Config data required

config =

domainURL: oxtrust REST services base, eg "https://didp.gluu.org/identity/restv1"

tokenEndpoint: oxauth's token endpoint, eg https://didp.gluu.org/oxauth/restv1/token

keyStorePassword: the passwork of the scim-rp keystore file

clientId: the client ID of the SCIM requesting party (scim-rp) client, see oxtrust

keyId: one of the kids (eg. the first one) listed in the JWKS field of scim-rp client (see them in the encryption tab)

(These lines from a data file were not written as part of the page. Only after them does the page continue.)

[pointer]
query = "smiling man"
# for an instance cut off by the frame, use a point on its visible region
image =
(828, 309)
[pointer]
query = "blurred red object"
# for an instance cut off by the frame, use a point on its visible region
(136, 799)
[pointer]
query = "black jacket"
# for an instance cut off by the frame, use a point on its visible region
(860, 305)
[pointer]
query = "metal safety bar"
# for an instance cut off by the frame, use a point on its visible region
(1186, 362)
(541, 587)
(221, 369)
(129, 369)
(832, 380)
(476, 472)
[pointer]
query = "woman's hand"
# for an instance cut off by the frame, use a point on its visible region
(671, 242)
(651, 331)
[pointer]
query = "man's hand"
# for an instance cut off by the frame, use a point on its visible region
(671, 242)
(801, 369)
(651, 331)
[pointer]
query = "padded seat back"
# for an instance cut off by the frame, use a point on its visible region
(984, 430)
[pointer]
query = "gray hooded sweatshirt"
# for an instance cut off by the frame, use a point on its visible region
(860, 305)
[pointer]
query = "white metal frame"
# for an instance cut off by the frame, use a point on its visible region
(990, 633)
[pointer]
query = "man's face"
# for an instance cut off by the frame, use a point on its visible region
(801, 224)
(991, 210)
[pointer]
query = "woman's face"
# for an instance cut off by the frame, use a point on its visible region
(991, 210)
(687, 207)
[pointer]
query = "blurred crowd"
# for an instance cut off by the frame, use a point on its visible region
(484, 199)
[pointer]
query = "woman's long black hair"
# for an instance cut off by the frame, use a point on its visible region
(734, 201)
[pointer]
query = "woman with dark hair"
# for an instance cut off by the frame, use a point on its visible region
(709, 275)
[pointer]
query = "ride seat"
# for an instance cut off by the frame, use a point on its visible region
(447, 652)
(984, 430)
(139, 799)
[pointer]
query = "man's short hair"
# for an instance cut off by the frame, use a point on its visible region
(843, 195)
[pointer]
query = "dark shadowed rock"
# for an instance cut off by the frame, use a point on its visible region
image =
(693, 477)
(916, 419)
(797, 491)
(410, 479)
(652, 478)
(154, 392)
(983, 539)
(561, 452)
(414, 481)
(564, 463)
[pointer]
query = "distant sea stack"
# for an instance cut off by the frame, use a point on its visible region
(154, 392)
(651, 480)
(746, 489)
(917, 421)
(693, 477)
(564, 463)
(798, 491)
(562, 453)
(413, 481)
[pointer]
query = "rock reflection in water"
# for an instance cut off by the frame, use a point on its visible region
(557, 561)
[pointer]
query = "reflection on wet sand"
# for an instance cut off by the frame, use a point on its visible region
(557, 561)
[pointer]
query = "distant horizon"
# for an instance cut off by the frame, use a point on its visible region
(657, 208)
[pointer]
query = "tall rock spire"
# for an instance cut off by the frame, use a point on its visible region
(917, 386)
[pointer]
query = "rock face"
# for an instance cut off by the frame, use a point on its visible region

keyAlg: the algorithm associated to that key

privateKey: the private key associated to that key (see below)

Notes:

To extract the private key do the following (valid for 3.1.x):

  • login to chroot

  • cd /install/community-edition-setup/output/

  • /opt/jre/bin/java -cp '/home/jetty/lib/*' org.xdi.oxauth.util.KeyExporter -keystore scim-rp.jks -keypasswd keyStorePassword -alias keyId -exportfile private-key.pem

(replace keyStorePassword and keyId accordingly)

Send a tokenless request

From here on, I assume we are creating a user. For other operations, adjust payload as necessary.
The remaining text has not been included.